Other features of the history and examination may give a clue to the underlying diagnosis but are easily missed. A history of claudication may raise suspicion. Right to left blood pressure differences and bruits heard over the affected arteries will support the diagnosis of large vessel vasculitis. There may be evidence of end organ dysfunction such as deteriorating renal or liver function. Autoimmune profile and ANCA screen are often negative.

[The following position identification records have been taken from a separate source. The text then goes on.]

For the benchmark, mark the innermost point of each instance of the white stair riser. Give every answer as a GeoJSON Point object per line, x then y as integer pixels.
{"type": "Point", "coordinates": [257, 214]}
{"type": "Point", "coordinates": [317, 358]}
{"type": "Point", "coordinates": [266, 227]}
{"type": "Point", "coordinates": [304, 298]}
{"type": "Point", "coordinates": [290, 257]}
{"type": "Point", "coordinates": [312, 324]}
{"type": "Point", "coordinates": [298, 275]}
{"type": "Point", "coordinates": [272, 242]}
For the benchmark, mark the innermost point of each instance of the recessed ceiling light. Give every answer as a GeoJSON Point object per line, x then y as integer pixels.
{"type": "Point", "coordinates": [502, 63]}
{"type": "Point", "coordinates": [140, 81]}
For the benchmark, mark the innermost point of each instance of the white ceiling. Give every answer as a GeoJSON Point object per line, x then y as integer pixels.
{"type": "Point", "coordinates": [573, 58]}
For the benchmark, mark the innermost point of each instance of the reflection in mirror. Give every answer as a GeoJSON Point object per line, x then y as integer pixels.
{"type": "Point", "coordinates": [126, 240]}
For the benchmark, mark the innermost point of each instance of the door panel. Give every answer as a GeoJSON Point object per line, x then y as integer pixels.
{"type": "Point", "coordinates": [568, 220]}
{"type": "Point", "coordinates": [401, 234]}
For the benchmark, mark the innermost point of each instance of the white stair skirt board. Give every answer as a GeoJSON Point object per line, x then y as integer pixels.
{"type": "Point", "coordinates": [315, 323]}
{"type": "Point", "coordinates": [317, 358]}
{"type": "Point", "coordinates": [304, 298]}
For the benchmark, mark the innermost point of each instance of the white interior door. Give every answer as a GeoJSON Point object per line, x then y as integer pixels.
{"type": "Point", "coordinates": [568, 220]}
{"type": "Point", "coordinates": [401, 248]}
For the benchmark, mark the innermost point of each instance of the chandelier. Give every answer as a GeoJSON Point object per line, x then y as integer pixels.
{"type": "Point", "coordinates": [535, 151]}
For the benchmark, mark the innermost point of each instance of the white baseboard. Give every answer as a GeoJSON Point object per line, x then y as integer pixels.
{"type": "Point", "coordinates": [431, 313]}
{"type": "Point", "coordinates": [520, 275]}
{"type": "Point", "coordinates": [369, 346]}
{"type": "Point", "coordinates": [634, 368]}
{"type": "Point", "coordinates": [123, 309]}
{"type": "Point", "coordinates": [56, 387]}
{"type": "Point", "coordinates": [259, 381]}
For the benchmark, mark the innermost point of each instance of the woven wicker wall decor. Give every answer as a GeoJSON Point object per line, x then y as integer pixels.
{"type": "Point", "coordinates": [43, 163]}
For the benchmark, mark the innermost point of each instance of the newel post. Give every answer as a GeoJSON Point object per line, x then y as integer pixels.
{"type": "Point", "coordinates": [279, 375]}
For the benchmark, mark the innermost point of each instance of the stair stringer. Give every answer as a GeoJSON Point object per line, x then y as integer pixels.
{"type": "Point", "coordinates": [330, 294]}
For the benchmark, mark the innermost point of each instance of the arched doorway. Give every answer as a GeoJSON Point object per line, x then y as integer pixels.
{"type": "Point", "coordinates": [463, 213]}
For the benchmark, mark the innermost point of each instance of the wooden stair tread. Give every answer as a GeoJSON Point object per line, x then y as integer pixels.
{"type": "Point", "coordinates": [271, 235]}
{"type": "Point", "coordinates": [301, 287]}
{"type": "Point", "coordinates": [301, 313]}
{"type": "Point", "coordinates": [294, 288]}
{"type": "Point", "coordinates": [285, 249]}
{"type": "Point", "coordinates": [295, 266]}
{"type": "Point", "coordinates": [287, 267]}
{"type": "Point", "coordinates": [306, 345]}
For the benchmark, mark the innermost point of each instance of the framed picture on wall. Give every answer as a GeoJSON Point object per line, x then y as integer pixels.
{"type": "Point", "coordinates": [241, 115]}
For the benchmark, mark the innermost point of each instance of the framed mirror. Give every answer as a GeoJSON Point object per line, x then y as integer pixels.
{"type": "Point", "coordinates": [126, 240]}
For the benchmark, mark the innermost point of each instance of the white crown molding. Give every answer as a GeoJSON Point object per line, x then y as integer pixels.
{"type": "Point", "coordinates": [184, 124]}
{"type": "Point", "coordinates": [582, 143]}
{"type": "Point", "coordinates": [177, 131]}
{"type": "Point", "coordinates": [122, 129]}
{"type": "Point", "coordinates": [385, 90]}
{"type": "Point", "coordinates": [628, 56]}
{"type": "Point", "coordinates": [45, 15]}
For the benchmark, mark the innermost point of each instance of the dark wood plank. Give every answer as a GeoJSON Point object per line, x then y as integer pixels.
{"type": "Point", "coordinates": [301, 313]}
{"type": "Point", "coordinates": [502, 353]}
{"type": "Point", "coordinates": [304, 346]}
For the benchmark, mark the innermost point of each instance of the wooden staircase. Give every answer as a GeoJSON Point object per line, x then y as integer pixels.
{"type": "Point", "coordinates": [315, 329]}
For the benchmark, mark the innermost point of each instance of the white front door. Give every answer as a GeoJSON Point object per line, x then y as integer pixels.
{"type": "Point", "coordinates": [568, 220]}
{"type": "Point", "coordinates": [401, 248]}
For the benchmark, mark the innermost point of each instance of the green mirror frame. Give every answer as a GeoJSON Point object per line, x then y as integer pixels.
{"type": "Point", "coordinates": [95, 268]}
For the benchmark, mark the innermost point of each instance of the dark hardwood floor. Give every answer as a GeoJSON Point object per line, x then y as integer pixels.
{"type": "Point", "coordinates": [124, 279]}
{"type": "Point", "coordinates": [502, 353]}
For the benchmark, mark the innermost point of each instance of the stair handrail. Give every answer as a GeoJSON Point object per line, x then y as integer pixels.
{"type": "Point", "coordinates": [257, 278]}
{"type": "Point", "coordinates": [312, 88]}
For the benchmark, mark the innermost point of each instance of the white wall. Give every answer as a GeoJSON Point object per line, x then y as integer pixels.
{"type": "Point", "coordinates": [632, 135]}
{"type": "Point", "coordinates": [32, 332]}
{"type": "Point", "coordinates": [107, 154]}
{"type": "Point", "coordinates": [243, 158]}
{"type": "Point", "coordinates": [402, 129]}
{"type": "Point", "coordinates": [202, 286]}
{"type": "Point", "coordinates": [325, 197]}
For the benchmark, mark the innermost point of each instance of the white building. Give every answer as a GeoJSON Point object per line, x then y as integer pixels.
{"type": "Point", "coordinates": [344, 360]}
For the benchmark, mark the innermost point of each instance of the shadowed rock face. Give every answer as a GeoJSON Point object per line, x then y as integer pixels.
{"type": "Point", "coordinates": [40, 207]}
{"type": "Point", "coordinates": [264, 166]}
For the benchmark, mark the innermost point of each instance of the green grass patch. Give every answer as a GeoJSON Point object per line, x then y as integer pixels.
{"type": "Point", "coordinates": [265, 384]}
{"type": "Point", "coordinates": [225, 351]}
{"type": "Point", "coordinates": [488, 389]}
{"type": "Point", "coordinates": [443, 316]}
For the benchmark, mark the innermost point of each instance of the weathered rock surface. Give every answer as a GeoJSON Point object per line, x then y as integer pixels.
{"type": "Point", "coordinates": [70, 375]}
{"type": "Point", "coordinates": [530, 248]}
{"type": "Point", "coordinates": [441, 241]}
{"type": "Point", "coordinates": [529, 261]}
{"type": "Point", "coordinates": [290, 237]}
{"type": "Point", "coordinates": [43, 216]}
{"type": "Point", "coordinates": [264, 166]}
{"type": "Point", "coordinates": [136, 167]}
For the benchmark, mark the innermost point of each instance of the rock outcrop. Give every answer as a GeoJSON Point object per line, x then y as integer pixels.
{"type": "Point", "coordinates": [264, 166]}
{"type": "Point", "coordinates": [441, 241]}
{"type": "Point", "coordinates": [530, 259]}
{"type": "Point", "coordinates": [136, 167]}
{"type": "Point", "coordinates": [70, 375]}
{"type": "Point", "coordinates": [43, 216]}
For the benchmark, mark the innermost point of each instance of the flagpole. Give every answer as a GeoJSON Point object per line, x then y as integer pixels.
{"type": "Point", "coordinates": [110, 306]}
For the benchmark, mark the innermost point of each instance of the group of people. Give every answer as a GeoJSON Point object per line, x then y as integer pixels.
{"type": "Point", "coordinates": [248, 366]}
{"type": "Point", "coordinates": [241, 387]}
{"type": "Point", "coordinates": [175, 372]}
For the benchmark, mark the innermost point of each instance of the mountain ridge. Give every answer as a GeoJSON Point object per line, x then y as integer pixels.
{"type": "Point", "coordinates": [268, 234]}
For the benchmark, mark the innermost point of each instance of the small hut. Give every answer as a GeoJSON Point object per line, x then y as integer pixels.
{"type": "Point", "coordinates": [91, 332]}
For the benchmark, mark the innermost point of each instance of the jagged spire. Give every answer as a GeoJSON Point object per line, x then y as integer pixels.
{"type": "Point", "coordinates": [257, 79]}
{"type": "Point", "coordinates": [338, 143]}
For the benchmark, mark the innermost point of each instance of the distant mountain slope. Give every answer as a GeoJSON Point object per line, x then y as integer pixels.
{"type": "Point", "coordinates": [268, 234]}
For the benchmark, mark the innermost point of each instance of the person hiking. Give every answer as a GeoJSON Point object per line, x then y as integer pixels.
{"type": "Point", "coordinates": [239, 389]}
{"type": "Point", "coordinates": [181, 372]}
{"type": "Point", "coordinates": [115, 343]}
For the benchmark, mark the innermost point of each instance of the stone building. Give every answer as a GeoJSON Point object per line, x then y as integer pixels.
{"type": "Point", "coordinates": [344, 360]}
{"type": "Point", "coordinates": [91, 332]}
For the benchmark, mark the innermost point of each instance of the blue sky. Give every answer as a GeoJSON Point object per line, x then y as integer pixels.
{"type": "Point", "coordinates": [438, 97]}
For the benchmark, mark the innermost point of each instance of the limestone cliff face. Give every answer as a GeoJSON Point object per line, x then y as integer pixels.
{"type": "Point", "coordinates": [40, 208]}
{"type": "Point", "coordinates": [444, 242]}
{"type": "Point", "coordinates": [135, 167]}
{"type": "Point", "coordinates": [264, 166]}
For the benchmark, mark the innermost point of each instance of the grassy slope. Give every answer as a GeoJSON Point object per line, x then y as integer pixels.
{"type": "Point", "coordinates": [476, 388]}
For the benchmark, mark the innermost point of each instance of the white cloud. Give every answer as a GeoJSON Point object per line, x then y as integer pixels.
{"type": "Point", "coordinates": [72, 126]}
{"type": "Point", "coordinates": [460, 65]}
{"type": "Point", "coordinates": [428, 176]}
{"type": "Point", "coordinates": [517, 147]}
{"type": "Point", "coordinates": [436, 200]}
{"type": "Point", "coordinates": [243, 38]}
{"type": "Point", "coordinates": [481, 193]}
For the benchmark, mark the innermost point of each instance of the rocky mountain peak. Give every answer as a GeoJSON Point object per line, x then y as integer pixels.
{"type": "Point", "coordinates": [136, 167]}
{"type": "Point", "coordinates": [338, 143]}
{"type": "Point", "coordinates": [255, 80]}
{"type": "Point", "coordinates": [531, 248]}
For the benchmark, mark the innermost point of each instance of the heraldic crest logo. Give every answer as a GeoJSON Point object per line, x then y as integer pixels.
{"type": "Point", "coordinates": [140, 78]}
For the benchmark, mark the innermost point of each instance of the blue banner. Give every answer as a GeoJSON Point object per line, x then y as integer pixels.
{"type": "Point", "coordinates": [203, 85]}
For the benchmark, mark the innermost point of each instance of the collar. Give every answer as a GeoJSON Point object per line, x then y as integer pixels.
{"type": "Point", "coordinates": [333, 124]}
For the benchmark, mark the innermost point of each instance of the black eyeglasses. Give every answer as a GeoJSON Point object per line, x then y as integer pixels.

Various imaging modalities have been used to aid investigation. Ultrasonography of the temporal arteries may suggest arteritis and identify a site for biopsy to confirm giant cell arteritis as an underlying cause, but a negative scan does not exclude the diagnosis. The percentage of patients who may have positive scans when presenting without temporal headaches is unknown. Echocardiography or ultrasonography of the abdominal aorta may identify aneurysmal changes and suggest inflammation but are not diagnostic. CT angiography (CTA) can demonstrate structural changes resulting in luminal narrowing suggestive of vasculitis but it does not confirm the presence of inflammation. There may be difficulties distinguishing luminal narrowing secondary to vasculitis and narrowing due to atherosclerotic change. Magnetic resonance angiography can demonstrate structural changes with a comparable diagnostic value to CTA but may provide more detailed assessment of cardiac and aortic root pathology.3
PET CT is less widely available than these imaging modalities. It carries a 1.5–2 times greater dose of radiation than conventional CT chest abdomen pelvis depending on the protocol.4 It does, however, provide a clear, non-invasive method for confirming a diagnosis that is otherwise difficult to make with good sensitivity and specificity.5,6
Delayed diagnosis of large vessel vasculitis could result in vessel occlusion or aneurysmal formation and lead to significant mortality ranging from 3–21%.7 Treatment of large vessel vasculitis consists of high-dose corticosteroids with or without immunosuppression to induce remission and then maintenance treatment for up to 2 years before considering tapering treatment.8
This case is one of five cases of large vessel vasculitis, presenting only with constitutional symptoms and raised inflammatory markers to our rheumatology department in a 12-month period. Patients presented via a variety of pathways including to primary care and the acute medical take. All diagnoses were made with the assistance of PET CT. The time to diagnosis ranged from 6 weeks to 18 months and averaged just over 8 months.
Conclusion
This case demonstrates the importance of PET CT in establishing a diagnosis of large vessel vasculitis. Delay in diagnosis may result from lack of access to the appropriate imaging or failure to consider the diagnosis in the differential. Although relatively rare, large vessel vasculitis is an important cause of unexplained constitutional symptoms. This report aims to highlight the potential use of PET CT in the investigation of unexplained constitutional symptoms and the importance of considering large vessel vasculitis in the differential diagnosis. Delayed diagnosis of large vessel vasculitis has the potential to cause significant morbidity and mortality.
Conflicts of interest
The authors have no conflicts of interest to declare.
Acknowledgement
Written consent was obtained from the patient for publication of the clinical details and images in this article.